Guardian, UK - Severe global warming could make half the world's inhabited areas literally too hot to live in, a US scientist warned. Parts of China, India and the eastern US could all become too warm in summer for people to lose heat by sweating - rendering such areas effectively uninhabitable.

Steven Sherwood, a climate expert at Yale University, told a global warming conference in Copenhagen that people will not be able to adapt to a much warmer climate as well as previously thought. . .

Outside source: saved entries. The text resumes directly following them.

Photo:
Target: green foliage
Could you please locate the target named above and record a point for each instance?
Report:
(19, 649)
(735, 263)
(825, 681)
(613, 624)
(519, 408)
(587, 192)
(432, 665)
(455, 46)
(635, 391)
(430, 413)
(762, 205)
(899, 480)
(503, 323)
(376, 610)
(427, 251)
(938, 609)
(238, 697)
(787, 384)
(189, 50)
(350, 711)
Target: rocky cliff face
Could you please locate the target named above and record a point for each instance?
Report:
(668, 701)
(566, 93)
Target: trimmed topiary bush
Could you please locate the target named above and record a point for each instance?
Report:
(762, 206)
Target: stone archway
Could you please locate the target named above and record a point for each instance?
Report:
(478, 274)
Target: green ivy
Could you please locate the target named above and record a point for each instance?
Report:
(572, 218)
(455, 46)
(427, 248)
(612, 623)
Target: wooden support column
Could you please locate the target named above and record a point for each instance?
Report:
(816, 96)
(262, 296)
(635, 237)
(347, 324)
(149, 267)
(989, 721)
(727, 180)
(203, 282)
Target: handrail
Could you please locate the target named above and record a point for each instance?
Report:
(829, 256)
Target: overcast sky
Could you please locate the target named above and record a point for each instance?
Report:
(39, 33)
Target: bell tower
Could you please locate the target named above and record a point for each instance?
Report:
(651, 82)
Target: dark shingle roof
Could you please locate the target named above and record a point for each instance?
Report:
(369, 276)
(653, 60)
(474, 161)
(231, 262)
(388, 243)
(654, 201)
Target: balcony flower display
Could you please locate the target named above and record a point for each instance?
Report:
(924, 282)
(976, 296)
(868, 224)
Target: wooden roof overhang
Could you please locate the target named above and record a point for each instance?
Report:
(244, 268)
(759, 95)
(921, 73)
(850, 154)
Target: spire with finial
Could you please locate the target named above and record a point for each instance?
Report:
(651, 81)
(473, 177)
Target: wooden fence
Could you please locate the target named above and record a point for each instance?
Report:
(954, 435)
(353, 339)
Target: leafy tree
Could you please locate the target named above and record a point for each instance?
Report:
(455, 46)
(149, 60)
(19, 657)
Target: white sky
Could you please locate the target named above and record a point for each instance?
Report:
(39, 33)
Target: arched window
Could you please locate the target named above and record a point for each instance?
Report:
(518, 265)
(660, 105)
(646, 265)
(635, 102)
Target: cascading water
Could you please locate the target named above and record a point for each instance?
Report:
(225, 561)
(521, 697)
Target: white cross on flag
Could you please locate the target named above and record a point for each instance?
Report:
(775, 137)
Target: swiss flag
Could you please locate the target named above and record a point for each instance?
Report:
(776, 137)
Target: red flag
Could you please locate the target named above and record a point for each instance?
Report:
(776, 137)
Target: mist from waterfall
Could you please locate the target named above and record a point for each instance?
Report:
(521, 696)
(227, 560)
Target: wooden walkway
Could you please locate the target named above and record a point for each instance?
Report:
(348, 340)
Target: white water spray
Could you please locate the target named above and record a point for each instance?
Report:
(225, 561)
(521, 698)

The 2007 report from the Intergovernmental Panel on Climate Change said that average temperatures could rise by 6C this century if greenhouse gas emissions continue to rise at current rates. Scientists at the Copenhagen Climate Congress this week said the IPCC may have underestimated the scale of the problem, and that emissions since 2000 have risen much faster than expected.

Sherwood told the conference: "Seven degrees would begin to create zones of uninhabitability due to unsurvivable peak heat stresses and 10C would expand such zones far enough to encompass a majority of today's population."

He said air temperature measurements were a poor guide to the true impact of global warming on people. A better assessment is "wet bulb" temperature, which combines temperature and humidity. "A warming of only a few degrees will cause large parts of the globe to experience peak wetbulb temperatures that never occur today."